What is a mainframe? >>
 
Over the past couple of years, I have had more queries regarding " mainframes?" Mostly from operations and newbies. I think the following article will help you to findout the difference between mainframes and PC servers.

Mainframes used to be defined by their size, and they can still fill a room, cost millions, and support thousands of users. So today's mainframes are best defined by their operating systems: IBM's z/OS, OS/390, MVS, VM, and VSE. Mainframes combine four important features:

1) Reliable single-thread performance, which is essential for reasonable operations against a database.

2) Maximum I/O connectivity, which means mainframes excel at providing for huge disk farms.

3) Maximum I/O bandwidth, so connections between drives and processors have few choke-points.

4) Reliability--mainframes often allow for "graceful degradation" and service while the system is running.

It was once defined that a mainframe, was a room or more of computer equipment. To describe a mainframe as a host system whose OS origins predate the PC and primarily used a text dumb terminal model for user interaction. That is no longer the case in the general sense of the words. Yes, mainframes can still occupy a room full of equipment and cost million of dollars and support thousands of users. Today, a mainframe can also run in a laptop and support only a couple of users.

I would define a mainframe today as a operating system. Namely, IBM's z/OS MVS/ESA (OS/390), VM/ESA & VSE/ESA. All are considered as a mainframe operating system in the old sense of the word. Some people may argue that UNIX / LINUX is a mainframe operating system. In the true sense, they are not a mainframe operating systems.

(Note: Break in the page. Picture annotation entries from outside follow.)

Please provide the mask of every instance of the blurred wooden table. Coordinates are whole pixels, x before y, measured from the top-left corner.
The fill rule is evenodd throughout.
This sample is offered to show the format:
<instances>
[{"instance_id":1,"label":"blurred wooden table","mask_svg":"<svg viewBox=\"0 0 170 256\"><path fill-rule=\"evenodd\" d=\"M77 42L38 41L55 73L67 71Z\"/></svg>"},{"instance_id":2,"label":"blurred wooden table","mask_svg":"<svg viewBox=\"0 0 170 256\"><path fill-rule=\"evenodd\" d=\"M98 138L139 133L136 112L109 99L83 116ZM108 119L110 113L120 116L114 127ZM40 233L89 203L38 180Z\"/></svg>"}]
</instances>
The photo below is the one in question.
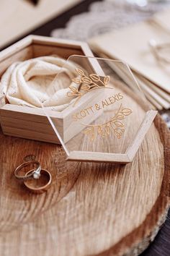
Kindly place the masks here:
<instances>
[{"instance_id":1,"label":"blurred wooden table","mask_svg":"<svg viewBox=\"0 0 170 256\"><path fill-rule=\"evenodd\" d=\"M1 0L0 48L45 24L82 0Z\"/></svg>"}]
</instances>

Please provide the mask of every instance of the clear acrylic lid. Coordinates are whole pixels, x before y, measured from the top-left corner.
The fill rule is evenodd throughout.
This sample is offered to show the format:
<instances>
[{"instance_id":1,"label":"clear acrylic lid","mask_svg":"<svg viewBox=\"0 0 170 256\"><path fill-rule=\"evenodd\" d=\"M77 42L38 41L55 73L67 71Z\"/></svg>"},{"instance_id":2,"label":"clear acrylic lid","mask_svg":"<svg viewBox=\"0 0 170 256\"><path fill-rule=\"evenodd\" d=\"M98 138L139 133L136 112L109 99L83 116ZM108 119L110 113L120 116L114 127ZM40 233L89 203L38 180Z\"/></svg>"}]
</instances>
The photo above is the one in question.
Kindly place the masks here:
<instances>
[{"instance_id":1,"label":"clear acrylic lid","mask_svg":"<svg viewBox=\"0 0 170 256\"><path fill-rule=\"evenodd\" d=\"M42 106L70 161L132 161L156 114L120 61L71 56L48 90L54 106Z\"/></svg>"}]
</instances>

The mainframe operating system can support the UNIX operating system, known as USS (UNIX System Services) from IBM, also true of LINUX. UNIX / LINUX can have OS/390 run on it powered by INTEL chips. So, the concept of a mainframe is a room full of equipment is not true any more.

For purposes of this website, we will define a mainframe as one that runs, z/OS (OS/390 or MVS), Linux, VM and VSE, in today's environment, not yesterdays. It's time to move on...

Mainframes combine three important features:

1) Maximum reliable single-thread performance: Some processes, such as the merge phase of a sort/merge (sorting can be subdivided...) MUST be run single thread. Other operations (balancing b-trees, etc) are single thread and tend to lock out other accesses. Therefore, single thread performance is critical to reasonable operations against a DataBase (especially when adding new rows).

2) Maximum I/O Connectivity: Mainframes excel at providing a convenient paradigm for HUGE disk farms; While SAN devices kind of weaken this to some degree, SAN devices mimic the model of the Mainframe in connectivity "tricks" (at least internally).

3) Maximum I/O Bandwidth: Despite the huge quantities of drives that may be attached to a mainframe, the drives are connected in such a way that there are very few choke-points in moving data to/from the actual processor complex.

All system architectures are best at different jobs; Each is a set of compromises. Mainframes are more expensive because the compromises are less, well, compromised. The CPU performance is not always greater (in MIPS) than other processes, but the actual priority here is not raw performance but reliability. Mainframes, due to their great cost (and trouble in amortizing this across outages) often allow for "graceful degradation" and servicing while the system is running. While this is not a universal trait, it's interesting to see this priority setting the line in the sand between performance / price.